Эффективность расходов на НИОКР, относительно поданных международных патентных заявок (по PCT), 2009/2011 [560]
Как следствие, доля высокотехнологичного экспорта в промышленном экспорте, по данным OECD, у России составляет всего 2,3 %, по сравнению с 33 % у США и Китая, или 25 % у Евросоюза [561].
Не случайно даже само российское правительство вывозит капиталы за рубеж — в среднем по 4 % ВВП ежегодно в различные госфонды. Цель создания этих суверенных фондов объяснял экс-глава минфина М. Задорнов: «Во-первых, это некая «заначка» на черный день… А вторая задача Стабфонда — это сдерживание инфляции» [562]. Экономика просто не воспринимает тот объем денег, который не может переварить, поясняет замминистра финансов А. Моисеев: «Нужен не сам факт притока, а чтобы капитал приходил в экономически осмысленные проекты, в виде не спекуляций, а инвестиций в модернизацию экономики» [563].
Непрерывную борьбу с инфляцией ведет и Центральный банк, поддерживая уровень монетизации экономики в 2000-х гг. в среднем на уровне 30 % (в 1990-е ~15 %), что в два-три раза ниже, чем в США или Еврозоне, и в 4–5 раз — чем в Китае или Японии [564]. На таком голодном пайке могут развиваться только краткосрочные проекты, торговля, спекуляции и экспорт сырья. Причина ограниченной монетизации все та же — низкая эффективность экономики, которая не позволяет переваривать дополнительную денежную массу. Получается замкнутый круг, без денег невозможно развитие, но развития нет, поскольку нет денег.

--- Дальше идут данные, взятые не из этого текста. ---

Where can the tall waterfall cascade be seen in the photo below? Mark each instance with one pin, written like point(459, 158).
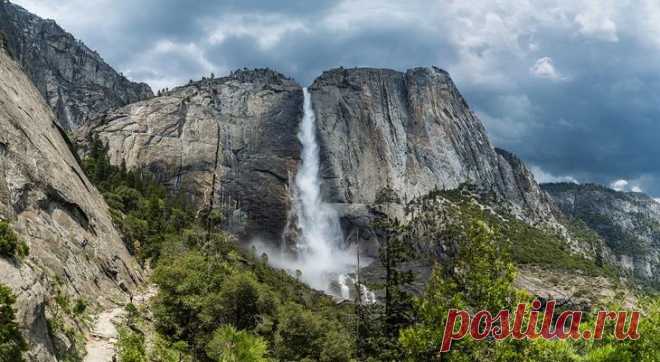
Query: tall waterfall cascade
point(322, 258)
point(322, 255)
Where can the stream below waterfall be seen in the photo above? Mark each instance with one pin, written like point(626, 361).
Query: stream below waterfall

Все эти примеры говорят о том, что речь идет не столько о коррупции, сколько о неэффективности существующей политэкономической модели.
Что будет дальше?
Если исходить из древнегреческого опыта, который передавал Платон, власть олигархии лишает город хорошего правления, образования и благонравных граждан, производя только множество «трутней и нищих». От нищеты россиян спасают доходы от экспорта сырья, а видимое благополучие достигается за счет проедания наследства, оставшегося от СССР, и экономических, культурных, образовательных, интеллектуальных, демографических и пр. ресурсов будущих поколений. При сохранении существующих тенденций Россия, даже без глобального экономического кризиса и внешних угроз, не просуществует и до 2030 г. На полностью законном основании страна будет доведена до полного развала: разорванная на куски, она погрузится в хаос и анархию, среди островков полуфеодальных национально-религиозных и криминально-фашистских режимов.

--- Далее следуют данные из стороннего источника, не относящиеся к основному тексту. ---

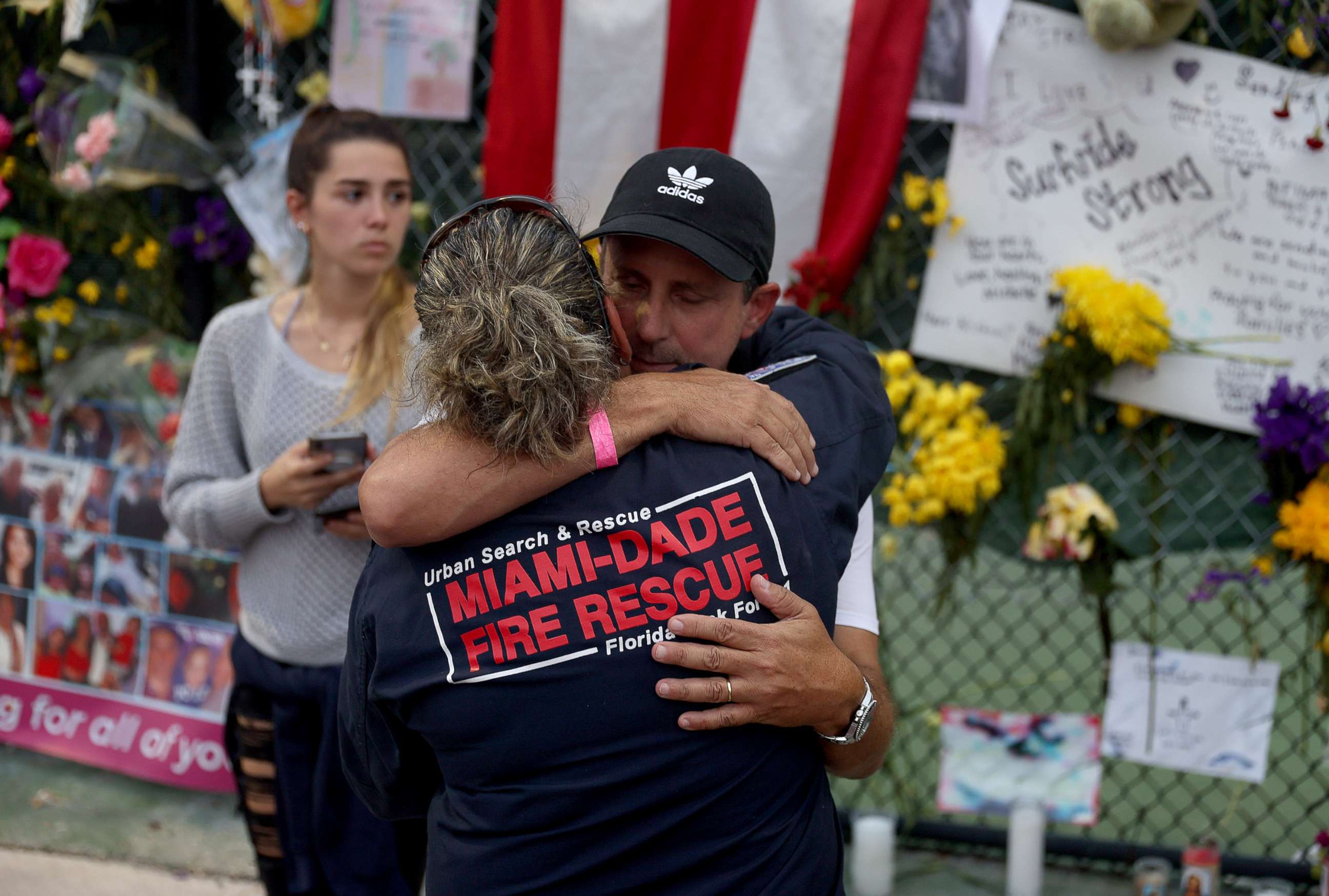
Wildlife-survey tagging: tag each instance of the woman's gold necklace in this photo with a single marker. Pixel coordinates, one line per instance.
(325, 343)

Впрочем, сами реформаторы, видимо, настроены не столь пессимистично. Так, например, глава государственной инновационной компании «Роснано» и прежний лидер неолиберальных реформ А. Чубайс в 2012 г. оправдывал неудачи с реализацией проектов возглавляемой им компании тем, что просто применяемая бизнес-модель и рынки сбыта оказались не те [565]. И даже призывал к строительству «российской либеральной империи» [566]. Правда спустя полгода А. Чубайс добавит: «мне кажется более важным (по сравнению с макроэкономическими параметрами) отток интеллектуального капитала, отток компетенций. Это фундаментальный показатель того, что чем-то мы больны, что что-то у нас не правильно ». Кроме того, бизнес еще не стал активно поддерживать развитие инноваций, «спотыкаясь о внеэкономические факторы». Речь, прежде всего, по словам Чубайса, идет о коррупции и о несовершенстве судебной системы в России [567].